Until now, when oversights or judgment errors occurred in organizations, we labeled them “human error” and relied on countermeasures like “we should have been more careful” or “we will implement thorough double-checks.”

However, our proof fundamentally denies this approach.

When the range a human can view at once ($B$) is smaller than the total volume of the target ($J$), an “oversight” is not a probabilistic accident, but a structural inevitability (Lower Bound).

There is no room for “carelessness” or “negligence” to enter the equation. The error is physically invisible. Therefore, for a human to bow their head post-incident and claim, “The cause was a lack of effort,” is a logic that does not hold mathematically. It is equivalent to saying, “Next time, I will transcend the laws of physics.”

The first implication Ghost Drift theory presents is this: “Against structural defeat, apologies based on ‘willpower’ are invalid.”

Note: What is denied here is the specific explanation that ‘more effort or attention could have broken the structural lower bound,’ not the act of apology or compensation to the victims itself.


2. Responsibility Engineering: From Post-Hoc to Ex-Ante

If there exists a domain humans inevitably cannot protect, and if it is proven that “an algorithm can approach zero risk (by allocating sufficient sample size and computational resources $m$),” what follows? (Provided, of course, that the definition of $J$ and the assumptions of the data generation process are valid.)

Here, the definition of “Responsibility” changes.

Traditional responsibility was about explaining “why you made a mistake” after the accident occurred (Post-Hoc). However, responsibility in the new definition resides in the selection made beforehand (Ex-Ante Selection).

In other words, at the moment you choose “Which channel to use: Human (High Risk) or Algorithm (Low Risk),” the bulk of the responsibility is already determined.

If a mathematically lower-risk channel (AI) exists, yet one persists in adopting human judgment and an accident ensues, it is not the “operator’s mistake.” It can potentially constitute “design negligence” on the part of the architect (or management) who selected that channel.

“Walking a dangerous route while knowing a safer one exists.” This fact is what will be questioned in the coming era. This is the core of “Responsibility Engineering.”


3. The Drift of Cognitive Legitimacy (Ghost Drift)

When we use a calculator, few would argue, “It would be more correct if I calculated it myself.” In complex calculations, we universally admit that the calculator’s answer is more “Legitimate” than the human’s.

This theorem demonstrates that the same phenomenon — this “trust in calculators” — is occurring even in the advanced domains of “Judgment” and “Cognition.”

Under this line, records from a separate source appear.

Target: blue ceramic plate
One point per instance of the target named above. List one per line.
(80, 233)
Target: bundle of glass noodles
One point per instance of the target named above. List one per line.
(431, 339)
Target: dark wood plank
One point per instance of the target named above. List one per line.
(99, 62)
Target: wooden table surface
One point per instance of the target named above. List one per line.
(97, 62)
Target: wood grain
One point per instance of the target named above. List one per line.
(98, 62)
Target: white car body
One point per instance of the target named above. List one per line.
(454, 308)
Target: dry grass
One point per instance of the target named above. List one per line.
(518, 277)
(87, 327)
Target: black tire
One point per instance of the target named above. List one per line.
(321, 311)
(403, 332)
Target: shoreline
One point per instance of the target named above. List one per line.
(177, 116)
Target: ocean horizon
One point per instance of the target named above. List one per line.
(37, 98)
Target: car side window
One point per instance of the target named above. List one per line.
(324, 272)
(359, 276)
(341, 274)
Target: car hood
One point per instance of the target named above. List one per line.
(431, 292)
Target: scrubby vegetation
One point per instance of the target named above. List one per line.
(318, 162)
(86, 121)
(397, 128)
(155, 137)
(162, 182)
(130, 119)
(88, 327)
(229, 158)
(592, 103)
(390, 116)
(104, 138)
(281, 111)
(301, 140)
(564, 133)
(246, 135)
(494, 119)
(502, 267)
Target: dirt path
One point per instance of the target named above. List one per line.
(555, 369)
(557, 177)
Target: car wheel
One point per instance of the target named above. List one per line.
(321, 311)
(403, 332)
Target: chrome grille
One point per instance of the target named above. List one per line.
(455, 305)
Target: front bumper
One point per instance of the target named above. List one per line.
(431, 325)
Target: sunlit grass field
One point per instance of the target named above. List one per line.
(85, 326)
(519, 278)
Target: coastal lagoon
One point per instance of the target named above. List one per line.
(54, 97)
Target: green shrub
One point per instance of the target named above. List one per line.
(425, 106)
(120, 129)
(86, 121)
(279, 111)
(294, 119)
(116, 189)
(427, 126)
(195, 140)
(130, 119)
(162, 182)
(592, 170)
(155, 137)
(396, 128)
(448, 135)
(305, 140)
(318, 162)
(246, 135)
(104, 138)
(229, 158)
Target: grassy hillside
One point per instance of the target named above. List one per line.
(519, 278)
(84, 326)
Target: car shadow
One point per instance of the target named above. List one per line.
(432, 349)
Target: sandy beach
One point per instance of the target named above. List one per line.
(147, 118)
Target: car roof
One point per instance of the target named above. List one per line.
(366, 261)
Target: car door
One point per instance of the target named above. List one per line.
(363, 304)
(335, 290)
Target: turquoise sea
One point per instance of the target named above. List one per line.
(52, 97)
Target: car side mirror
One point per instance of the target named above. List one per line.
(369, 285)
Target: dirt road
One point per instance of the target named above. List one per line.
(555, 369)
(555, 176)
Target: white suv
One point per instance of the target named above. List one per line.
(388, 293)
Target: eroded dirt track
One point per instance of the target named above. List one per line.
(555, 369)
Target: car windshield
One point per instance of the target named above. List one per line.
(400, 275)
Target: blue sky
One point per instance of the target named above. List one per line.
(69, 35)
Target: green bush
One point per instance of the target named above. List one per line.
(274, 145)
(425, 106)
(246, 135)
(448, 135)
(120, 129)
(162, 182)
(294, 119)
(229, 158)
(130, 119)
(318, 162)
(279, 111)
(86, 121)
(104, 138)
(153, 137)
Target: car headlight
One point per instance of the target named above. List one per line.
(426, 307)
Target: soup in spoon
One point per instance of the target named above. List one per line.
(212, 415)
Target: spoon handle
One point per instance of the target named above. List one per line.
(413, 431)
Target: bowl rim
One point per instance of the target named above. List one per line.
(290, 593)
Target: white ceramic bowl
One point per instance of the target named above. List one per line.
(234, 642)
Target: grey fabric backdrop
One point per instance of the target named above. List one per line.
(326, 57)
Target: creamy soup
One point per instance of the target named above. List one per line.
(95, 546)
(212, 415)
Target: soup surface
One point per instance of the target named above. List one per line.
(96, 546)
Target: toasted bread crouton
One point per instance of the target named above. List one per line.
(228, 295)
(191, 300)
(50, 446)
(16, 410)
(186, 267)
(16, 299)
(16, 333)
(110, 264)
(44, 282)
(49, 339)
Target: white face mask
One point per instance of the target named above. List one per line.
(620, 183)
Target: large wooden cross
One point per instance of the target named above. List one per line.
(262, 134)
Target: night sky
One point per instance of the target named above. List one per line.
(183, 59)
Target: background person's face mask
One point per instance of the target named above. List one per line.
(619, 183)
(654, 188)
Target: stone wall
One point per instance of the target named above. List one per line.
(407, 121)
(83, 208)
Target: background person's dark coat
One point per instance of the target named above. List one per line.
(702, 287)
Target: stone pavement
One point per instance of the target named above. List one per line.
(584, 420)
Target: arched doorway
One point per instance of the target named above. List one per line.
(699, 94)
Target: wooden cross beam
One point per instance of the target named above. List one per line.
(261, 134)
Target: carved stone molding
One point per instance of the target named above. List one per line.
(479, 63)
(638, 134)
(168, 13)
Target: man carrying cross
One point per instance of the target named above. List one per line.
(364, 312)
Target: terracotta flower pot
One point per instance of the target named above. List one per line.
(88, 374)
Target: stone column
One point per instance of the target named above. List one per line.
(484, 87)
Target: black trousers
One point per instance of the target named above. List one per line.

In the region of $B < J$, the moment algorithmic risk falls below the human lower bound, social trust (Legitimacy) quietly but surely migrates from the biological human to the mathematical structure.

This is Ghost Drift.

This is not a Sci-Fi fear of “AI domination.” Just as water flows from high to low, it is a natural phenomenon where trust physically flows out from the “high-risk vessel (Human)” to the “low-risk vessel (Structure).”


Conclusion: What Should We Do?

This proof is not a “recommendation for retirement” to humanity. Rather, it presses humans for a “Redefinition of Roles.”

Algorithms excel at outputting the optimal solution within a given $J$ (the total set to be confirmed). However, they cannot decide “what should be confirmed in the first place (the definition of $J$).”

Admitting defeat in the battle of $B < J$ is not shameful. It is a necessary rite of passage for humans to entrust “full enumeration” and “pattern recognition” — tasks we are weak at — to structure, and to migrate to the upper layers where we truly belong: “Setting the Questions” and “Designing Risk Tolerance.”

That equation is not despair. It is the first clue for us to break free from the spell of “mentalism” and design a mathematically sincere social system.